Active Inference Enhances Traffic Control in Noisy IoT Environments

Researchers have introduced an active inference controller aimed at improving adaptive traffic signal management, particularly in urban environments characterized by noisy and nonstationary IoT data. Traditional traffic controllers often degrade under conditions like sensor occlusion, adverse weather, or unpredictable demand, and even learned policies can lack transparency. This new approach addresses these issues by dynamically selecting traffic phases through the minimization of expected free energy, based on Gaussian beliefs about congestion levels. The proposed controller provides a fully traceable decision pipeline, which is a significant advantage for auditing and understanding its behavior. It was rigorously benchmarked in a SUMO traffic simulator against both a rule-based heuristic and a deep Q-network (DQN) across various scenarios that progressively introduced more noise and nonstationarity, including sensor failures and stochastic accidents.
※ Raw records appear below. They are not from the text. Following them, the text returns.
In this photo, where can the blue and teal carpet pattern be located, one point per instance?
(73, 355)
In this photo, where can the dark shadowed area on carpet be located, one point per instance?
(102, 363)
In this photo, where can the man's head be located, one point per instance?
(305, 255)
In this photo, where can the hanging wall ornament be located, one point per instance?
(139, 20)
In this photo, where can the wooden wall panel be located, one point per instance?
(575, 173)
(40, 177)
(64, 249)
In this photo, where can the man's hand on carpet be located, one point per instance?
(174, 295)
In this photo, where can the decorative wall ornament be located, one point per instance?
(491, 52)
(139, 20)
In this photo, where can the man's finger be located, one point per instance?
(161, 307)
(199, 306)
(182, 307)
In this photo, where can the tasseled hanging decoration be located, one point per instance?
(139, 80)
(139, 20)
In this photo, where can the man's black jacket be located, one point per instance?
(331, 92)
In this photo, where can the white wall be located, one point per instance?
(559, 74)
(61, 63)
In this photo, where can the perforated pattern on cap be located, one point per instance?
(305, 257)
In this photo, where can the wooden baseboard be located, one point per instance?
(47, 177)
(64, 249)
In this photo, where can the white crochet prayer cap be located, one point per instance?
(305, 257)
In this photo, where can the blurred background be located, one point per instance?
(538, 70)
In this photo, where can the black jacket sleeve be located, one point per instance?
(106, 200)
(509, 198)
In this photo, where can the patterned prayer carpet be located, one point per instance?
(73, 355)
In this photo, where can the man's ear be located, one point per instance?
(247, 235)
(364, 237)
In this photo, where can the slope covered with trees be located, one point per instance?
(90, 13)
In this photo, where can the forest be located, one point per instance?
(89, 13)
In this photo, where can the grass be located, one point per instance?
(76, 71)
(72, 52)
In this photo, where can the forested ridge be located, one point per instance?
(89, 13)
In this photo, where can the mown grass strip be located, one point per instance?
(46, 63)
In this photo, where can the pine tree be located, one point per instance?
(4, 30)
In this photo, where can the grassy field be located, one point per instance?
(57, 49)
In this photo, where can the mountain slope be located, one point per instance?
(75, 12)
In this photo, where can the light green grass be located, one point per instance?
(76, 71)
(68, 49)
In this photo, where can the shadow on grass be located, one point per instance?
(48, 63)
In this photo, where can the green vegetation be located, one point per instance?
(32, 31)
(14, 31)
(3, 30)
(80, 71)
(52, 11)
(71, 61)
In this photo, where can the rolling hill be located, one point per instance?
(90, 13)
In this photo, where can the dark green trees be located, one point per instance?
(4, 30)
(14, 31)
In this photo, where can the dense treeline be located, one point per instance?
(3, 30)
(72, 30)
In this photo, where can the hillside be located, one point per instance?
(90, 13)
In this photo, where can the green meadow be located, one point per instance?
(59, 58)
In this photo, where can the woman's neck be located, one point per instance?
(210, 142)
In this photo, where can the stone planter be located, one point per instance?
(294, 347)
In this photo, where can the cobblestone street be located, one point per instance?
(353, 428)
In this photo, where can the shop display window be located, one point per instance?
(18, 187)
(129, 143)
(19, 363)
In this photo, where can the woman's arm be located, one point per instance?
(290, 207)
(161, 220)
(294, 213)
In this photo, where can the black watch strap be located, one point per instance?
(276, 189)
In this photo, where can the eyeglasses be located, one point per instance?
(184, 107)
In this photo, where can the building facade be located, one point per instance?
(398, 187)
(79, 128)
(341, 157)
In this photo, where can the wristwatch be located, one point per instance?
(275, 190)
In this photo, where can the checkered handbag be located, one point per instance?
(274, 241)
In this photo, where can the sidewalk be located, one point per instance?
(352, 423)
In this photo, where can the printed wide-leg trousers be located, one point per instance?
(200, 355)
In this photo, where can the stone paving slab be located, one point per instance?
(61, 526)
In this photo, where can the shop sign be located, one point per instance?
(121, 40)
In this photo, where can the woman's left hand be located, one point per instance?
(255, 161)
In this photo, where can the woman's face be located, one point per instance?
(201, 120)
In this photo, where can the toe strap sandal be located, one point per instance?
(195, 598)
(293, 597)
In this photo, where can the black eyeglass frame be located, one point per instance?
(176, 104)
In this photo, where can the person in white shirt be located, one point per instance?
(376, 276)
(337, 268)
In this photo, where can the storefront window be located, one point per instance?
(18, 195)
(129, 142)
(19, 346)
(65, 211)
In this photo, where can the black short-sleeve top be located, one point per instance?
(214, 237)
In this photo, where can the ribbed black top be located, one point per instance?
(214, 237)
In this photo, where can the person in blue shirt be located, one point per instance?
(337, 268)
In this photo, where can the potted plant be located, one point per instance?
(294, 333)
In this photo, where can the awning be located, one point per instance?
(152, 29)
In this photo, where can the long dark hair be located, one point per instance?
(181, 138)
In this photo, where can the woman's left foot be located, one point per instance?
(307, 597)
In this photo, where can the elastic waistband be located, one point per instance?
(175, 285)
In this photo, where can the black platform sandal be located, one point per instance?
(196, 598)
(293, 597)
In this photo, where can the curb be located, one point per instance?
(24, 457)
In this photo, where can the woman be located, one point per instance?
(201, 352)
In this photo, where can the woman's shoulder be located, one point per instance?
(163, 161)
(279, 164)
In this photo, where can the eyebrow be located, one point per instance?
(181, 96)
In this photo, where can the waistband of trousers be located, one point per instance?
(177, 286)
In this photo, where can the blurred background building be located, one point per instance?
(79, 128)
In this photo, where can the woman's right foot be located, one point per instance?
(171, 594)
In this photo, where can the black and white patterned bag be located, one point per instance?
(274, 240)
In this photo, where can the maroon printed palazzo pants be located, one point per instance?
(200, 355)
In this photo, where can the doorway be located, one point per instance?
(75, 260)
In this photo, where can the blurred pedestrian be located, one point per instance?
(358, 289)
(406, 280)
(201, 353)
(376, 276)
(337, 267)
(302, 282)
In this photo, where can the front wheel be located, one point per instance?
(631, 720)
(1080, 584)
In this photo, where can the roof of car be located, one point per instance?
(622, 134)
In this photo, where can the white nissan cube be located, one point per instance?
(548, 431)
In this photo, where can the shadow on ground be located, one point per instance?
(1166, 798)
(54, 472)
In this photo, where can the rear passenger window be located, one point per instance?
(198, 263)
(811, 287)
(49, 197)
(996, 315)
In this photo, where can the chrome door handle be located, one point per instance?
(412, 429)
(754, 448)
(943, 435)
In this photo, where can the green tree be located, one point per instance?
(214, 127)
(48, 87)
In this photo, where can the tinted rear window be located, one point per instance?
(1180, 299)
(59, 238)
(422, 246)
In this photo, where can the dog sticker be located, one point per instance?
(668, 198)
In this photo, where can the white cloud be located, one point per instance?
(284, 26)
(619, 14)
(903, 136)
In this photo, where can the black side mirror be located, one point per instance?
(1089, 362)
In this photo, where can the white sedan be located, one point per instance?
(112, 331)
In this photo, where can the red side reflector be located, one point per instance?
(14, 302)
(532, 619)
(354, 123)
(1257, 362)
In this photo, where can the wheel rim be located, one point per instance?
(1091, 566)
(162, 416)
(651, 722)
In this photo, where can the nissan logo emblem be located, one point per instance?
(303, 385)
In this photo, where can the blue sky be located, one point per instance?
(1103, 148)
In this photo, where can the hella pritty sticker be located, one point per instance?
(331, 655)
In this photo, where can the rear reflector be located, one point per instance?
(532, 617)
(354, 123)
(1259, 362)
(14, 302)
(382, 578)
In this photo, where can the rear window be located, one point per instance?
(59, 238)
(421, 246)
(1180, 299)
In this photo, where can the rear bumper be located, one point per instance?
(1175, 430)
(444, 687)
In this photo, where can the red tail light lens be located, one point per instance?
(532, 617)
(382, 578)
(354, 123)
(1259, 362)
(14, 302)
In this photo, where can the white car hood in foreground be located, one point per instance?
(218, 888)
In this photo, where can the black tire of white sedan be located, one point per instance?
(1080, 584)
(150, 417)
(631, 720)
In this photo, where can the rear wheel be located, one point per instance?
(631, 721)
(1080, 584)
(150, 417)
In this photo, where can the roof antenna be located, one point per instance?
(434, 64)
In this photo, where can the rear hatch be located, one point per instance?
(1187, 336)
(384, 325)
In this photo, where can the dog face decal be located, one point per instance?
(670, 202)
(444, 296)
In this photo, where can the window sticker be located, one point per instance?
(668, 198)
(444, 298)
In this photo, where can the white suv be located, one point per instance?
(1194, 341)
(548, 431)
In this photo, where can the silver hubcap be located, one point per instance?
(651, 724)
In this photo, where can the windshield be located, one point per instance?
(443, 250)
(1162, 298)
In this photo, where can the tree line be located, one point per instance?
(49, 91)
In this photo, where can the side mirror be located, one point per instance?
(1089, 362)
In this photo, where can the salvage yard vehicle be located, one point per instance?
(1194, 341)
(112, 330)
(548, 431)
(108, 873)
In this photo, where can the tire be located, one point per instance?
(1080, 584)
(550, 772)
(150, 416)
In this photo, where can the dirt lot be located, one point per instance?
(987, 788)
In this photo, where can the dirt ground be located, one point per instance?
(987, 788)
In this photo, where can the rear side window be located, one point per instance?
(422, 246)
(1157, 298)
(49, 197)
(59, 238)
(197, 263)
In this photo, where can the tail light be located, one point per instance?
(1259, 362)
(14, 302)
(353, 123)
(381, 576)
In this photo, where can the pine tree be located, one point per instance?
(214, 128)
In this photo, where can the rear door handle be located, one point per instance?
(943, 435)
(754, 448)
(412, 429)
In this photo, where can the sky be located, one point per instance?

Results indicated that the active inference controller achieved the lowest idle times and CO2 emissions in the most challenging, noisy scenarios, outperforming the DQN. While there was a modest trade-off in bus priority service rate and phase switch frequency, the overall gains in efficiency and environmental impact in adverse conditions highlight the potential of this physics-informed approach for robust urban infrastructure management.